BFD vs network brownouts

David_Zimmerman · January 8, 2025, 10:20pm

Hi, all. BFD is well known for what it brings to the table for improving link failure detection; however, even at a reasonably athletic 300ms Control rate, you’re not going to catch a significant percentage of brownout situations where you have packet loss but not a full outage. I’m trying to:

Jason_Iannone · January 9, 2025, 1:36am

BFD is binary. Service OAM 802.3ag / ITU-T Y.1731 generates time series data that talks to service reliability and SLA. OAM offers interface shut and fault propagation as well, which means it’s both an observability tool and an operational one. BFD is just not the thing for measuring the reliability of network services.

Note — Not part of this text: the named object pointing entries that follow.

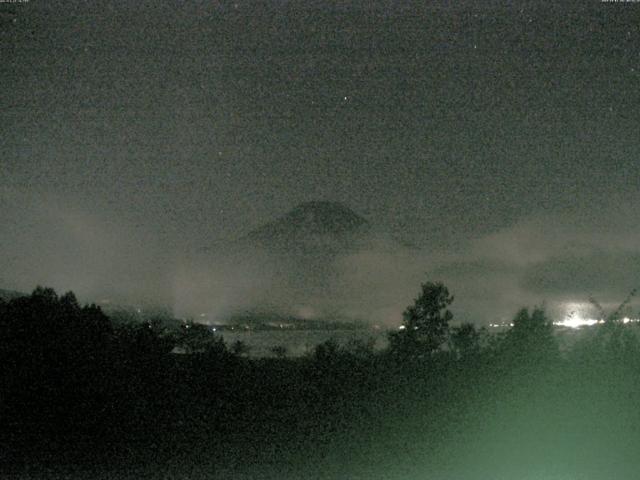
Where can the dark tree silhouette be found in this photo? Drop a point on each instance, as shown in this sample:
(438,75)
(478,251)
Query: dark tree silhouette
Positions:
(425,323)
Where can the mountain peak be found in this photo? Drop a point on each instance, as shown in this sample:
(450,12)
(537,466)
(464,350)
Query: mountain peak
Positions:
(312,223)
(326,216)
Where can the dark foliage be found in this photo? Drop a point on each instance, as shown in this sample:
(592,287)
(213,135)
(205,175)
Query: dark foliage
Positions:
(79,392)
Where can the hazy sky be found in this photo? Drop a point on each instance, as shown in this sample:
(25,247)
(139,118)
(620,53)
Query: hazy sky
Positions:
(502,139)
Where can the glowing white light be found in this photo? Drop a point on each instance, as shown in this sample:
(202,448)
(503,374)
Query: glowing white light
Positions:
(576,321)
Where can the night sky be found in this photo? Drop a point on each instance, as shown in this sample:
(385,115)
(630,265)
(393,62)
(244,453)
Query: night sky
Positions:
(502,140)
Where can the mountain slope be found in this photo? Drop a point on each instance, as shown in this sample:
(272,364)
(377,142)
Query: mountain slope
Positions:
(313,228)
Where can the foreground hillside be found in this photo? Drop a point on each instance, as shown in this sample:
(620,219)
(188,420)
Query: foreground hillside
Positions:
(84,398)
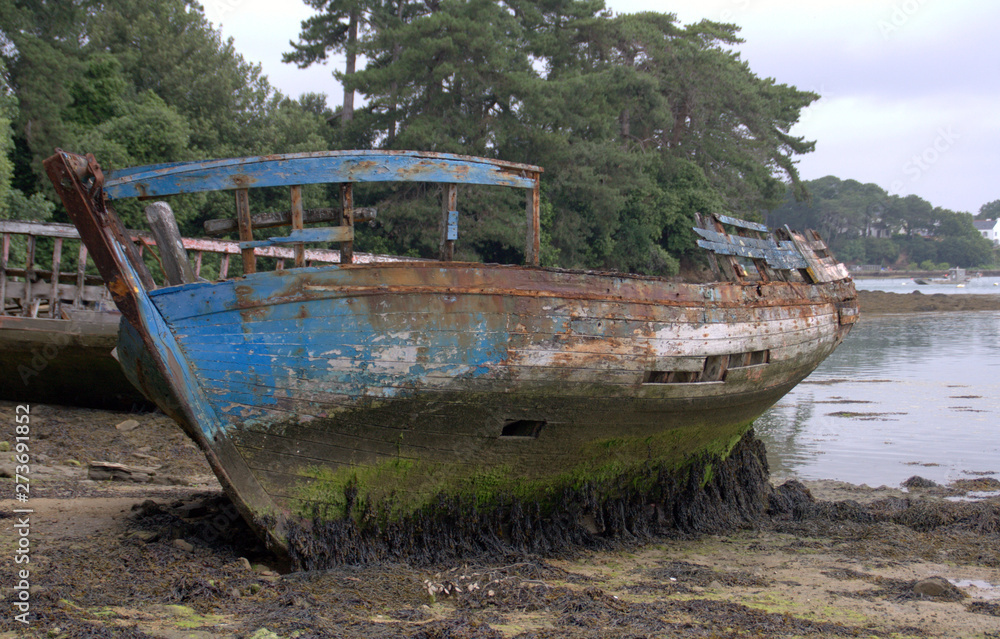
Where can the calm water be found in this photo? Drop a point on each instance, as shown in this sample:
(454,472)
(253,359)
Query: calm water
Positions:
(977,285)
(902,396)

Saku_Ytti1 · January 9, 2025, 7:56am

I agree with what Jason wrote, that this is not what BFD was designed for.

In SONET/SDH even WAN-PHY you could declare interface down if BER
threshold went beyond what you consider acceptable. For more modern
interfaces your best bet is RS-FEC and preFEC error rate as predictor,
possibly multimetric decision including also DDM data and projections.
To my knowledge vendors currently don't have software support to
assert RFI on preFEC counters, infact last time I looked you couldn't
even SNMP GET FEC counters, for which I opened Enhancement Requests to
vendors. So today you'd need to do this with screenscraping and manual
interface down, which is a much bigger hammer than RFI assertion.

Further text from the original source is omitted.